Some county departments of social services may make payments for day care, when necessary, for the care and supervision of children in care if the foster parent is employed full-time or part-time. Child care expenses for purposes other than employment are the foster parent’s responsibility. However, foster parents may be reimbursed for child care if attending training.
For additional information about day care for foster parents, please contact your local department of social services.
Information about child care in New York State is available at the Office of Children and Family Services website.
The board and care rate includes the cost of normal transportation.
Transportation provided by foster parents for visits to staff of an authorized agency, the foster child’s parents, siblings living with relatives or in a different foster or adoptive home, and meetings about the child may be reimbursed at a rate set by the county. For children with a goal of return home, the agency must provide transportation assistance (if necessary) to make it possible for visits with their parent(s) at least every two weeks.
Reimbursements to birth parents, legal guardians, other relatives, or significant others for travel to visit children in foster care may be paid at a rate set by the county.
Additional information is available on transportation for medical reasons through your local department of social services.
School expenses, such as books, activity fees, costs of field trips, school club dues, and art supplies may be reimbursed. Special attire for senior proms, graduation, school jewelry or pictures, or religious ceremonies may also be reimbursed.
Tutoring expenses may be reimbursed if the service is remedial, requested in writing by the school and is not available from any other source.
Special recreational/hobby/extracurricular activity expenditures may be reimbursed. This includes music, art and/or dancing lessons not provided in school, and the purchase or rental of equipment; and membership and participation in organized groups, such as the Y, Scouts or Little League.

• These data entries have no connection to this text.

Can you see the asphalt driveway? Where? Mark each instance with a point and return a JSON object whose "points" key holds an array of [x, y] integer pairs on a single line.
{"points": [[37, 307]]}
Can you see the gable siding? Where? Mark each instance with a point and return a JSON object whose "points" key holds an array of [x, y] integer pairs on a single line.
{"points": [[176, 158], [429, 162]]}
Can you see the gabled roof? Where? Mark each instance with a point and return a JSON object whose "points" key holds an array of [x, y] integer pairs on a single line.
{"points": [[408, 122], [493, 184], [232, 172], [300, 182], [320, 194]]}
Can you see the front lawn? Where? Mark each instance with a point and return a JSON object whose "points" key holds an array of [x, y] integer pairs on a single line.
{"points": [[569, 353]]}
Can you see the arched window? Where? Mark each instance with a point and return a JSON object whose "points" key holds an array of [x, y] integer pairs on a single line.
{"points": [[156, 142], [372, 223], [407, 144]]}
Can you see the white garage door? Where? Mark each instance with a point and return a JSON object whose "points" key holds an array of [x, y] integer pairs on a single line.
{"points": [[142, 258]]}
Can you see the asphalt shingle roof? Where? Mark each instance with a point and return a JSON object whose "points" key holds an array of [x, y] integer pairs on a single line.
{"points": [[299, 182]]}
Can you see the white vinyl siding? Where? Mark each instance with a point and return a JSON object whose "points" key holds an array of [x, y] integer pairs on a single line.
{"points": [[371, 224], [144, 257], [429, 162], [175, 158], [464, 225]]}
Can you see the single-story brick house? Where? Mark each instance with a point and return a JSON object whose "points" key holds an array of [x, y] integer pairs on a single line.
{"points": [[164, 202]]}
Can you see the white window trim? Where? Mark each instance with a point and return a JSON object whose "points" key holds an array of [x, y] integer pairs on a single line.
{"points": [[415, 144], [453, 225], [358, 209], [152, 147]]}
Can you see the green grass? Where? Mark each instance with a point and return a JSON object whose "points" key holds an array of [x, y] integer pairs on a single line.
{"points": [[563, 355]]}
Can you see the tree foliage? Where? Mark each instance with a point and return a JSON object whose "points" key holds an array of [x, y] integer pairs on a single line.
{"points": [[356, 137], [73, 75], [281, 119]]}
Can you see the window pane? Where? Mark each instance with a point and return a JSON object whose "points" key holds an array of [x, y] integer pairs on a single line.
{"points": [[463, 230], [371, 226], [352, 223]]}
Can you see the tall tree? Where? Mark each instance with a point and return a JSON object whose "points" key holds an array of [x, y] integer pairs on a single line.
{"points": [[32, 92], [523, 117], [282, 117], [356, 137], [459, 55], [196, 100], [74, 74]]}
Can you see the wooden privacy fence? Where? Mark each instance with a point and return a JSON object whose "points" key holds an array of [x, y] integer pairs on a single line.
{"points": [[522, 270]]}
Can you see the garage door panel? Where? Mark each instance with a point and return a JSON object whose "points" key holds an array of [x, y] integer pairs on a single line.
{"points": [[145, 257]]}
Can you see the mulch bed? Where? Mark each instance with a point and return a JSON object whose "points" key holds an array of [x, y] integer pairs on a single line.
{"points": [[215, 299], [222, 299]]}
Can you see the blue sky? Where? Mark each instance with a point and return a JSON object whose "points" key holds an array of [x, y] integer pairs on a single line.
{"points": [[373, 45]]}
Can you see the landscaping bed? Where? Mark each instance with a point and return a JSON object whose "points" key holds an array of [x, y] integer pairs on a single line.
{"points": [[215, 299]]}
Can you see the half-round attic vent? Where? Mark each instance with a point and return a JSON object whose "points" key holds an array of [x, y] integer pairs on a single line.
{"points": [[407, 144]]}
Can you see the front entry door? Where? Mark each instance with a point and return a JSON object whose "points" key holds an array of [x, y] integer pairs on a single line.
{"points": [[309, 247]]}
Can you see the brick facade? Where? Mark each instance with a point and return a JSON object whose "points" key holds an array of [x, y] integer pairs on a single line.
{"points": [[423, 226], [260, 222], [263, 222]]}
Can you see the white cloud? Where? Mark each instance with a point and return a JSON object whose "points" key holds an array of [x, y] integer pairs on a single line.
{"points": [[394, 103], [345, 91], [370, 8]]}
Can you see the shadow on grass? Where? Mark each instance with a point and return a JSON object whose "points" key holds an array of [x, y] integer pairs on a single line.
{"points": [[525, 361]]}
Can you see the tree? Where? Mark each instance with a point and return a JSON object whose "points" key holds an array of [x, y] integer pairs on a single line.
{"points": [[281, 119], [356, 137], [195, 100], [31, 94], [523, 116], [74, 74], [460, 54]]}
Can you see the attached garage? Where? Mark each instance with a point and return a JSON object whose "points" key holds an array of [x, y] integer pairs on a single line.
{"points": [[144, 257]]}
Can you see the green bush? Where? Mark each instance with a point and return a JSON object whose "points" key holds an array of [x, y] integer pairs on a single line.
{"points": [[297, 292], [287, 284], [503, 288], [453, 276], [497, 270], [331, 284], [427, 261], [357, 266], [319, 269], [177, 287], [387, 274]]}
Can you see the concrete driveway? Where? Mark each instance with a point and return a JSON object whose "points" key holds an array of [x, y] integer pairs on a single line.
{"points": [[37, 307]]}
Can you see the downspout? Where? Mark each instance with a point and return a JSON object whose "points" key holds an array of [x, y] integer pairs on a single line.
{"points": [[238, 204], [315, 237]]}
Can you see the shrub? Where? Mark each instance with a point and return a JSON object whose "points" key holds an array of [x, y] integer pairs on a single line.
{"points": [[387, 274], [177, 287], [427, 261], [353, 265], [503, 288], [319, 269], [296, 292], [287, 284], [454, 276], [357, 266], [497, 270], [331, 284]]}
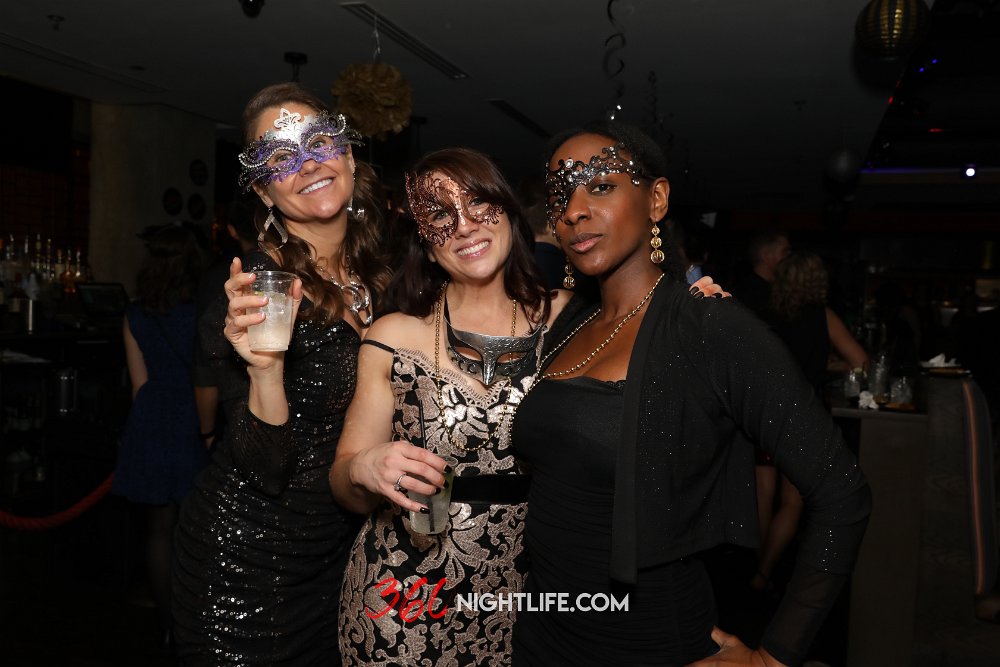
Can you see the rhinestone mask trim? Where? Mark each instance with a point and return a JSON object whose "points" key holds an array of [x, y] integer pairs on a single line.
{"points": [[438, 204], [283, 150], [562, 182]]}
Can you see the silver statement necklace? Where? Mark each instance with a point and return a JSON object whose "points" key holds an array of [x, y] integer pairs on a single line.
{"points": [[356, 295]]}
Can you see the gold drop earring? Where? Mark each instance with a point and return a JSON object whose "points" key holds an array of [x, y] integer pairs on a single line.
{"points": [[657, 255], [569, 282]]}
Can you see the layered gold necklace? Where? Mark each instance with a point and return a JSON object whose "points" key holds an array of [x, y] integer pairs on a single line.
{"points": [[588, 358]]}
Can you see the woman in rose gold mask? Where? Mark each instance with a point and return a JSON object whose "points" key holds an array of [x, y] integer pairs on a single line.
{"points": [[443, 377]]}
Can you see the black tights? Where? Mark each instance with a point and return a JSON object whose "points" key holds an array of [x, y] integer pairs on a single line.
{"points": [[161, 520]]}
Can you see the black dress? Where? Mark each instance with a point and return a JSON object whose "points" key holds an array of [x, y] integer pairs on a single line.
{"points": [[568, 432], [261, 545]]}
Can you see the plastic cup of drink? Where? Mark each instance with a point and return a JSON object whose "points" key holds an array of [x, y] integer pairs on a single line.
{"points": [[438, 516], [273, 334]]}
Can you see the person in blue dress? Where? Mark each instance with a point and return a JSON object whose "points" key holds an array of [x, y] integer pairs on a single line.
{"points": [[161, 447]]}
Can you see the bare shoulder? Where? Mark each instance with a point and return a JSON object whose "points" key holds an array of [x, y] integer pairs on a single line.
{"points": [[398, 330], [559, 301]]}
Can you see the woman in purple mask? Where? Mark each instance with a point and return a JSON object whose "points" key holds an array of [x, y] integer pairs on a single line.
{"points": [[261, 546]]}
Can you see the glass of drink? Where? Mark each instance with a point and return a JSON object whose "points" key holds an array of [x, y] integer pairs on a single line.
{"points": [[437, 517], [273, 334]]}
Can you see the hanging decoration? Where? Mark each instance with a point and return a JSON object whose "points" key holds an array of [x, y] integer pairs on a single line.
{"points": [[612, 65], [890, 28], [374, 96]]}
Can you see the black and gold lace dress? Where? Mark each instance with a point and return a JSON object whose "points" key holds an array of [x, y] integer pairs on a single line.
{"points": [[480, 552]]}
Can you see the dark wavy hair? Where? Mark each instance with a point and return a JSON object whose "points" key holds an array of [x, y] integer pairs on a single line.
{"points": [[799, 280], [643, 150], [169, 275], [417, 282], [362, 244]]}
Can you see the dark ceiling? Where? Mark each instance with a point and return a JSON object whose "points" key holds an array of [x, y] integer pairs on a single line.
{"points": [[752, 101], [944, 116]]}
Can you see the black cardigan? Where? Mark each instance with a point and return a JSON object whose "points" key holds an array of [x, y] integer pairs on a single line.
{"points": [[701, 370]]}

Day camp or residential summer camp costs, including registration and transportation expenses may be authorized.
Damage or loss of property:
Some agencies may consider compensation to foster parents for damage to and/or loss of personal property caused by a child in their care if the costs are not covered by the foster parents’ insurance.
Extraordinary communication expenses for a child in care to maintain telephone contact with his or her parents and/or siblings may be reimbursed.